Horace Mann was born on May 4, 1796, in Franklin, Massachusetts, to a poor farming family. He was raised as a Calvinist, though he later rejected the doctrines of the faith and eventually favored Unitarianism. His father died when he was 13 years old. Financial limitations were such that, until the age of 15, Mann was only able to attend school 8-10 weeks per year. Nevertheless, his dedicated use of the small Franklin Town Library and attendance at Williams Academy in Wrentham supplied him with sufficient knowledge to enter Brown University in 1814. He graduated as valedictorian in 1819.
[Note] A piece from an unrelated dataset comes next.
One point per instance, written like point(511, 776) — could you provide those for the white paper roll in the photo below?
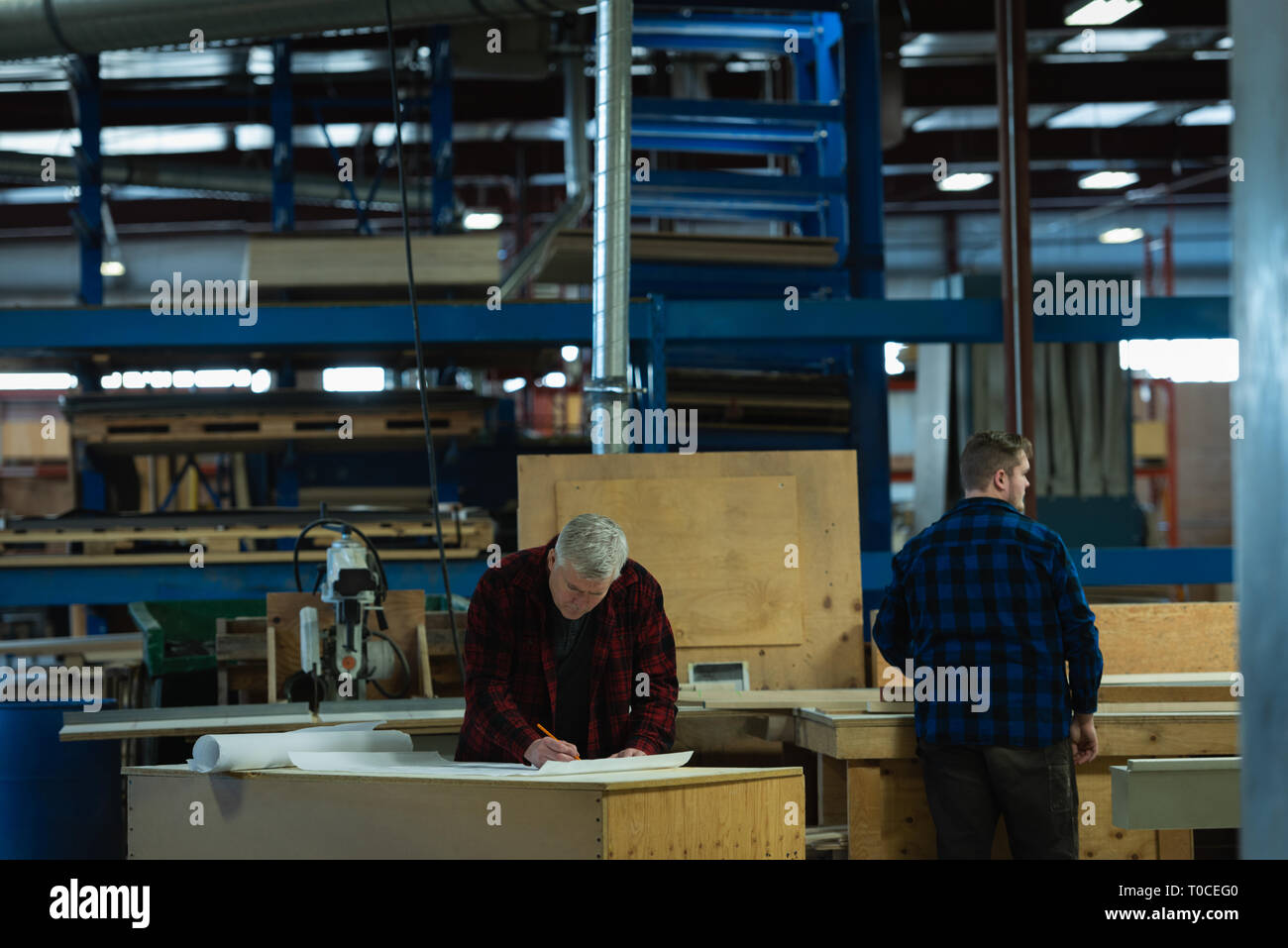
point(220, 753)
Two years later, in 1821, Mann was admitted as one of about 30 students to the law school of Judge James Gould at Litchfield; he was admitted to the Norfolk County bar in December 1823. Mann lived in Dedham, Massachusetts, where he worked as an attorney until his election as a State Representative in 1827. He used this political position to advocate civil and religious liberty, temperance, and education. While achieving public and professional eminence, he also experienced several tragic events during the next 10 years. His marriage to Charlotte Messer (the daughter of Brown University President, Dr. Asa Messer) in 1830 lasted only two years before her death of tuberculosis. In 1833, the grieving Mann moved from Dedham to Boston, following which he suffered the loss of his mother and two close friends (Silas Holbrook and his father-in-law, Dr. Messer).